A map from the Lewis and Clark Expedition (Courtesy of Yale University Library via Wikimedia Commons).

The government was rewarded with a treasure-trove of maps and documents that facilitated its later dealings with, and gradual displacement of, native American tribes.  Today, we tend to discount the expansionist ambitions that motivated Jefferson, instead lauding the Expedition as an early model of the many progressive scientific projects and surveys the US government would subsequently fund.

2. FREEING THE SLAVE

Sixty years later, President Lincoln spent New Year’s Day greeting callers to the White House and putting his signature on the final version of his Emancipation Proclamation, which was sent out over the telegraph wires later that day.  Not unlike the Lewis and Clark expedition, Lincoln’s statement had had a long fruition, with earlier drafts of the measure being floated and discussed the previous fall.  Lincoln’s determination to associate the waging of the Civil War with the moral cause of ending slavery marked a tipping point in the long struggle to secure for African-Americans personal freedom and civil equality, a struggle begun decades earlier and continuing on for more than a century, even down to today.

Watch meeting in Massachusetts

The executive order, which famously declared the freedom of all slaves held in rebel states, was on display at the National Archives in Washington yesterday, on the occasion of its 150th anniversary.  Though limited in its scope and practical effects, the proclamation spelled liberation for a people who had suffered oppression since colonial times.  Lincoln’s deliberate blow to slavery paved the way for its complete and permanent abolition, accomplished through the ratification of the 13th Amendment to the Constitution.

3. WELCOMING THE IMMIGRANT

Finally, on New Year’s Day in 1892, the first immigrant (of some 16 million) passed through the doors of Ellis Island.  It is commonly said that “American is a nation of immigrants,” but the establishment of Ellis Island and other formal points of entry gave that rite of passage a dignity and regularity that was previously missing.

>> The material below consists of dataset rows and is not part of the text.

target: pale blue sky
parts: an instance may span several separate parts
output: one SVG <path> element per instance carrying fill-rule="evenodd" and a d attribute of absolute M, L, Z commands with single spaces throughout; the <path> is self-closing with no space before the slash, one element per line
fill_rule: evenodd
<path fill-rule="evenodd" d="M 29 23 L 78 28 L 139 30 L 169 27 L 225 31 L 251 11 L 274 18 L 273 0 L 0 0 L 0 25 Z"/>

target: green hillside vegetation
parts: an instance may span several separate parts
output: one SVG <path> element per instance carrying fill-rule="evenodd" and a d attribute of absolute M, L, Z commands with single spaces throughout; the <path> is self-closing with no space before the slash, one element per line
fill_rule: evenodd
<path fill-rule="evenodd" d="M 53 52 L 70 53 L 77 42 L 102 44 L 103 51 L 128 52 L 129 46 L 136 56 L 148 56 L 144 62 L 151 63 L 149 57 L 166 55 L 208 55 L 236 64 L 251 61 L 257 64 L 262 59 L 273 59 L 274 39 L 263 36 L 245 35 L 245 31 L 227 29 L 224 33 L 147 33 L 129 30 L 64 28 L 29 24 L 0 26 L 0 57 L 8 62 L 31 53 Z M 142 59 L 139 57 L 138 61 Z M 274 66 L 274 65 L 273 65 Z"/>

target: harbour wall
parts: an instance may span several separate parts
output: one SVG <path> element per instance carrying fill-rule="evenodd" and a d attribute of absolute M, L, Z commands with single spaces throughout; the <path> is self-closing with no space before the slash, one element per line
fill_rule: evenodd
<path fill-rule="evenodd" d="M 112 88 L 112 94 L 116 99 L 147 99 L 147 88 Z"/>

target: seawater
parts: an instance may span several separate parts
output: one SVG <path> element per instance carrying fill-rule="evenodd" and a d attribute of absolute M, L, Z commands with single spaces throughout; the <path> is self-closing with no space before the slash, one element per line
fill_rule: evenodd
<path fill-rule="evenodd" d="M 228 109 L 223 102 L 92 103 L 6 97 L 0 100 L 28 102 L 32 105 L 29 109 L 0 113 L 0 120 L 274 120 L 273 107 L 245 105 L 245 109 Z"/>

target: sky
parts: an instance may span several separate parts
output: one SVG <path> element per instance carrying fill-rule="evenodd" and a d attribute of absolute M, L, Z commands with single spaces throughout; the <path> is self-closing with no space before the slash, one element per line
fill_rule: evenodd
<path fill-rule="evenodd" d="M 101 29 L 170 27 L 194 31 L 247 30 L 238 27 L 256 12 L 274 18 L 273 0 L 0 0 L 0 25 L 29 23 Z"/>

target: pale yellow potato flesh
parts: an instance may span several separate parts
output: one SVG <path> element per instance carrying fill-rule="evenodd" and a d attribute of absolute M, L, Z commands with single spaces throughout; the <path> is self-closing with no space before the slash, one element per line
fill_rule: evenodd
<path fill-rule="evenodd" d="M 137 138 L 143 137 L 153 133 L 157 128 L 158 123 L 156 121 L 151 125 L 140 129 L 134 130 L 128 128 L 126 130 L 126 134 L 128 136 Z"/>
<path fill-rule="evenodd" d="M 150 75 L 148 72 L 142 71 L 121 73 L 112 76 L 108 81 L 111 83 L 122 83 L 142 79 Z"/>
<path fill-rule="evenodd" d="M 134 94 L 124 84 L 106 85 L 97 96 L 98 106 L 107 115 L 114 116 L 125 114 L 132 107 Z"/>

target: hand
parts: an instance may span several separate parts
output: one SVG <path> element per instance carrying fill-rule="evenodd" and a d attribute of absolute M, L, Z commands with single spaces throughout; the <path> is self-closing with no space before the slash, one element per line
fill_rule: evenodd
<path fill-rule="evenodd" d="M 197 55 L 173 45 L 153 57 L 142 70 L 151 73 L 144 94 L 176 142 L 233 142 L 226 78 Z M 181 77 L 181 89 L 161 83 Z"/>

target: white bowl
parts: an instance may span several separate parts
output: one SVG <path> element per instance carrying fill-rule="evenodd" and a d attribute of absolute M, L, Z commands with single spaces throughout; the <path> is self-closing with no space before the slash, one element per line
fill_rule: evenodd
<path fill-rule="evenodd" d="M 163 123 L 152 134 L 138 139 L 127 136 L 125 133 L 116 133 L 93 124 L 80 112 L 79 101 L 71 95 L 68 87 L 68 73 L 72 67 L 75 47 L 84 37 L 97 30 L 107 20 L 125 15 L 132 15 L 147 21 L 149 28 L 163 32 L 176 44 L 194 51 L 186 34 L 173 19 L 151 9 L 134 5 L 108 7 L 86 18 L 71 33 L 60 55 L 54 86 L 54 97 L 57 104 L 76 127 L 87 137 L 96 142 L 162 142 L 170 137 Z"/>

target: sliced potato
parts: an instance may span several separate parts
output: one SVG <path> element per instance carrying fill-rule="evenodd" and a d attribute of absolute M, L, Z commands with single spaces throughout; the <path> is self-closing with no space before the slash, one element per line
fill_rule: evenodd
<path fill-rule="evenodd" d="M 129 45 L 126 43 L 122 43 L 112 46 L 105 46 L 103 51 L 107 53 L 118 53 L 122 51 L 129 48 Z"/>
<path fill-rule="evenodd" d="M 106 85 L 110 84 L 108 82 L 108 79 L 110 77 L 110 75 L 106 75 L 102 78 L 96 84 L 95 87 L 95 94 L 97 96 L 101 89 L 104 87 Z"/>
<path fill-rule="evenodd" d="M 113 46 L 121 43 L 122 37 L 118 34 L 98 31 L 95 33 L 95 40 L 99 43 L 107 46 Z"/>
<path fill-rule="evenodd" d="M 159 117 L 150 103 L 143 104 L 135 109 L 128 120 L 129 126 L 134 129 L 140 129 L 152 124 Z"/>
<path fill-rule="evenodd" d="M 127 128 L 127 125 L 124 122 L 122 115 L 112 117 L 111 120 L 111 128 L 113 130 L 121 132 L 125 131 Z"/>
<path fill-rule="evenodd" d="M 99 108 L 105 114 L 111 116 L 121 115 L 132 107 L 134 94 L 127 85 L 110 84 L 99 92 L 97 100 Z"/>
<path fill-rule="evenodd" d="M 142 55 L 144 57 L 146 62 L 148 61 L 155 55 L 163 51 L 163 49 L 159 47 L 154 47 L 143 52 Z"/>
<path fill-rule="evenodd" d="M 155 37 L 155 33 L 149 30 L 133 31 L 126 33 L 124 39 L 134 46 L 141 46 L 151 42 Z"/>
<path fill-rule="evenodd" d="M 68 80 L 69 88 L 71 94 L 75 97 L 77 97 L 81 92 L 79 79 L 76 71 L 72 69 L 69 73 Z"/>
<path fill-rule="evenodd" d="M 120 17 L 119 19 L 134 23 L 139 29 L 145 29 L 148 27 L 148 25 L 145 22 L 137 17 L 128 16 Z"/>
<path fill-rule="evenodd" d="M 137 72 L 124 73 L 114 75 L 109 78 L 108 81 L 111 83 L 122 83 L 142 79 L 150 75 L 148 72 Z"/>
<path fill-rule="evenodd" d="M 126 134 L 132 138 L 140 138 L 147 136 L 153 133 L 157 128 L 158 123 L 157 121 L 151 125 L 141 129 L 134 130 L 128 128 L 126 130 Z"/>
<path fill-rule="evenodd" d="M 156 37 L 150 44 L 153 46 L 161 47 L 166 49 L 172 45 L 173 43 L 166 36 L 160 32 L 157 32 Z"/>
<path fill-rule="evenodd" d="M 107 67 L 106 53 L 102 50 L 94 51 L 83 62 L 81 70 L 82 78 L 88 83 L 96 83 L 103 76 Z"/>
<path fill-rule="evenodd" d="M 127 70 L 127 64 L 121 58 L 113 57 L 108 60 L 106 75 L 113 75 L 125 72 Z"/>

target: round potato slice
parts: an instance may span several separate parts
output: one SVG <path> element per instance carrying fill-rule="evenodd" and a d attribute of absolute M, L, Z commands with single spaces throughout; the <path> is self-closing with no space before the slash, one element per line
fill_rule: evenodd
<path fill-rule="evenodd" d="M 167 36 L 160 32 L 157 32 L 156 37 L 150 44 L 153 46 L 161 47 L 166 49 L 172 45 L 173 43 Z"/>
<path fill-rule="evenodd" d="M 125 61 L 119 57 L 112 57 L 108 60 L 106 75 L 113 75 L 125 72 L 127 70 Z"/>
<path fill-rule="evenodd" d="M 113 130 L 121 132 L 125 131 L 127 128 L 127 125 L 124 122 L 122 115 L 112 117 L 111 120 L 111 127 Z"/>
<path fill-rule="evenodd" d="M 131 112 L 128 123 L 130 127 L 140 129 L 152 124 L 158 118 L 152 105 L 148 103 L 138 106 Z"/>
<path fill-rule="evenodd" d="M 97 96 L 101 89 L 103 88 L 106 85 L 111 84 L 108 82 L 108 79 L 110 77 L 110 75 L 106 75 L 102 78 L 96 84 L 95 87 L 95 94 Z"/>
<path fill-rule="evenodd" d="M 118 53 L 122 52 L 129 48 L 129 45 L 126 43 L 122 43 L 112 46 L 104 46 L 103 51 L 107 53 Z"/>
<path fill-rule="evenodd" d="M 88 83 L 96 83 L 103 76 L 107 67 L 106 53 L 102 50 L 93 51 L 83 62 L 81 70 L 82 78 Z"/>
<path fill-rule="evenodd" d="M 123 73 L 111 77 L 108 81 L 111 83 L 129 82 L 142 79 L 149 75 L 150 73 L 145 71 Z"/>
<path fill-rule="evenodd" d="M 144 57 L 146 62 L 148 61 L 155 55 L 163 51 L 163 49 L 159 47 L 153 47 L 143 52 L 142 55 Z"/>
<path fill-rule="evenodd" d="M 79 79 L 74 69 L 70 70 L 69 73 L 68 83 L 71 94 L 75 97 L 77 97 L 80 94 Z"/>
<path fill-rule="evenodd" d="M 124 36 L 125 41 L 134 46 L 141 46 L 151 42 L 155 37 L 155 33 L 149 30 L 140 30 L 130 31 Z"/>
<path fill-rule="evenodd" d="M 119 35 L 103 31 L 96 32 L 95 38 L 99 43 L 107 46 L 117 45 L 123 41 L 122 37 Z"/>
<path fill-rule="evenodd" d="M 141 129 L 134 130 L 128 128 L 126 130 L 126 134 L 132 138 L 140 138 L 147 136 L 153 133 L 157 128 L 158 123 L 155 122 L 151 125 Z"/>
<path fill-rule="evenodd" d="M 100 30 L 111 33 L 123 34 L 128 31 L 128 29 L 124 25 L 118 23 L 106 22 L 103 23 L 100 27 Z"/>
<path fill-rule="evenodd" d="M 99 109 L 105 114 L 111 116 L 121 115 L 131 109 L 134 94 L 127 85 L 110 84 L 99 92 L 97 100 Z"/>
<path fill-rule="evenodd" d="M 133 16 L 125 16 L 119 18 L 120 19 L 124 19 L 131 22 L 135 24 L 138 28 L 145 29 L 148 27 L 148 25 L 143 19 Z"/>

Immigrants arriving at Ellis Island, 1905 (Courtesy of the Library of Congress)

Located near the Statue of Liberty, Ellis Island bestowed welcome and the necessary paperwork on immigrants who had previously been less distinguishable from American citizens.  At a time when many born Americans went through life without the legal documentation of a birth certificate, Ellis Island conferred a bureaucratic identity on the newly arrived, routinizing a more paper-bound and legalistic conception of Americanness that is with us still.  Today, however, Ellis Island stands as a cherished symbol of the rational means the government employed to bind its disparate population into one people.

May these complex and impressive projects inspire today’s political leaders to lift up their sights and grapple bravely with the issues confronting the nation now.